Lisboa, 1841 – Lisboa, 1915

Em 1913, no primeiro volume da Revista A Máscara, perto do fim de uma carreira que durou tanto como a vida, Maria Augusta de Prostes Bordalo Pinheiro é descrita como “a maior, se não a única grande artista, entre as mulheres portuguezas”. Assim começa a crítica a uma das exposições individuais que a artista fez no seu atelier. Esta afirmação não é um caso isolado. Seja a melhor mulher artista pelo seu tempo ou pela disciplina da história de arte, Maria Augusta Bordalo Pinheiro [MABP] foi de facto a que teve mais destaque e sucesso crítico na segunda metade dos anos 1800 e inícios do Modernismo, assim como a que teve maior projeção internacional. Primeiro como pintora e depois como rendeira, o reconhecimento do seu mérito artístico manteve-se por ter acompanhado, vivido e liderado de forma proactiva, original, discreta e confiante o espírito artístico do seu tempo nas artes consideradas “menores”.

Desenhadora, pintora, ceramista, rendeira, bordadeira, empreendedora e modelo, expôs em dezenas de exposições, mostrando centenas de obras. Foi também contratada para decoração de interiores, que inclui a decoração do Palácio Beau Séjour, em Lisboa, um projeto partilhado com os irmãos. Na renda, trabalhou com ouro e prata e uma grande variedade de pontos regionais portugueses, desenvolvendo o seu próprio ponto, o “Bordallo Pinheiro”.

Em atividade por várias décadas e com perícia em diversas disciplinas, Maria Augusta Bordalo Pinheiro viveu os últimos dias do Romantismo e todo o percurso do Naturalismo português nas suas vertentes de valor menos formalizado — desde a pintura de género a óleo, de pastel, de faiança e de interiores; ao revolucionar das artes têxteis do bordado e da renda. Uma produção sempre acompanhada pela sua mestria na composição.

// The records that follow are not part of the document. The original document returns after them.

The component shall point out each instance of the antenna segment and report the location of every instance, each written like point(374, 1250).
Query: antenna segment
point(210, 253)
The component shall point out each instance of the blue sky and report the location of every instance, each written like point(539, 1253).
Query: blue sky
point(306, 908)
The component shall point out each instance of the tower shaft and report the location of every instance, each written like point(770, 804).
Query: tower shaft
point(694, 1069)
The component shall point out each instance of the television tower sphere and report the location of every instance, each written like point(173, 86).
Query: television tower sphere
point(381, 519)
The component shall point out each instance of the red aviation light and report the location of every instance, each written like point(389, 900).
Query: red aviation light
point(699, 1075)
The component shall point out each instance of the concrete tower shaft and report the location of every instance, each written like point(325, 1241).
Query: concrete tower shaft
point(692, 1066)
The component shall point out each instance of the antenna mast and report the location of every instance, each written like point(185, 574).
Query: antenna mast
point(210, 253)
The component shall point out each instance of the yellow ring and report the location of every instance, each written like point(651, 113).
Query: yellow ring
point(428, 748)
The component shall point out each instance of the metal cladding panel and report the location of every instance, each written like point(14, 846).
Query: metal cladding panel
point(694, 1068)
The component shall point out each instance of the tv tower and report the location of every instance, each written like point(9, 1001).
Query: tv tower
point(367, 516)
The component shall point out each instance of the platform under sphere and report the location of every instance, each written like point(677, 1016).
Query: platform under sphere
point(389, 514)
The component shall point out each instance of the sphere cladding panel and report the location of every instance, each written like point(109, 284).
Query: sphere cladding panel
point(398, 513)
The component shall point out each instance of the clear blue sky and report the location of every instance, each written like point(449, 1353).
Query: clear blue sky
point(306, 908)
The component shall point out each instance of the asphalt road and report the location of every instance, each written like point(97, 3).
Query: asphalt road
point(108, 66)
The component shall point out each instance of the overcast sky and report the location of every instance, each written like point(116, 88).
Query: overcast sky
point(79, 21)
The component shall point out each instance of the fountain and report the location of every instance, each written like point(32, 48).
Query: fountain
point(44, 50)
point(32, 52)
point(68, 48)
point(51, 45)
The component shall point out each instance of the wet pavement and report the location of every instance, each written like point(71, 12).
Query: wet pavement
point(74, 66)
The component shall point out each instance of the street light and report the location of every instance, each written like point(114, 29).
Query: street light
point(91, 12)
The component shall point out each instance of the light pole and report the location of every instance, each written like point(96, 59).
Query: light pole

Sendo artista numa casa de artistas, o desenho e a pintura eram ao mesmo tempo paixão e quotidiano. Irmã do pintor Columbano e do ilustrador, caricaturista, e ceramista Rafael, autores cuja obra foi bastante mais estudada, sabe-se que foi discípula do pai, o pintor Manuel Bordalo Pinheiro, e do irmão Columbano. Como muitas artistas mulheres do seu tempo, desenvolveu toda a sua aprendizagem e produção artística num contexto de atelier, primeiro familiar, depois independente. Não se sabe ao certo quando terá começado o estudo da renda de bilros, ensinada a jovens raparigas no seio da família mas é certo que estudou esta produção durante toda a sua carreira, dando uma nova vida a essa arte.

Esteve sediada em ateliers-oficinas na Rua das Taipas e na Rua do Tesouro Velho, em Lisboa, onde organizou várias exposições de “Rendas Portuguezas”. Estes lugares de produção de renda, onde também trabalhavam alunas e aprendizes, eram espaços de produção artística maioritariamente feminina. Ao contrário do vigente na época, as peças da oficina Bordallo Pinheiro que iam a exposição davam às operárias a oportunidade de assinar as suas peças com o seu próprio nome.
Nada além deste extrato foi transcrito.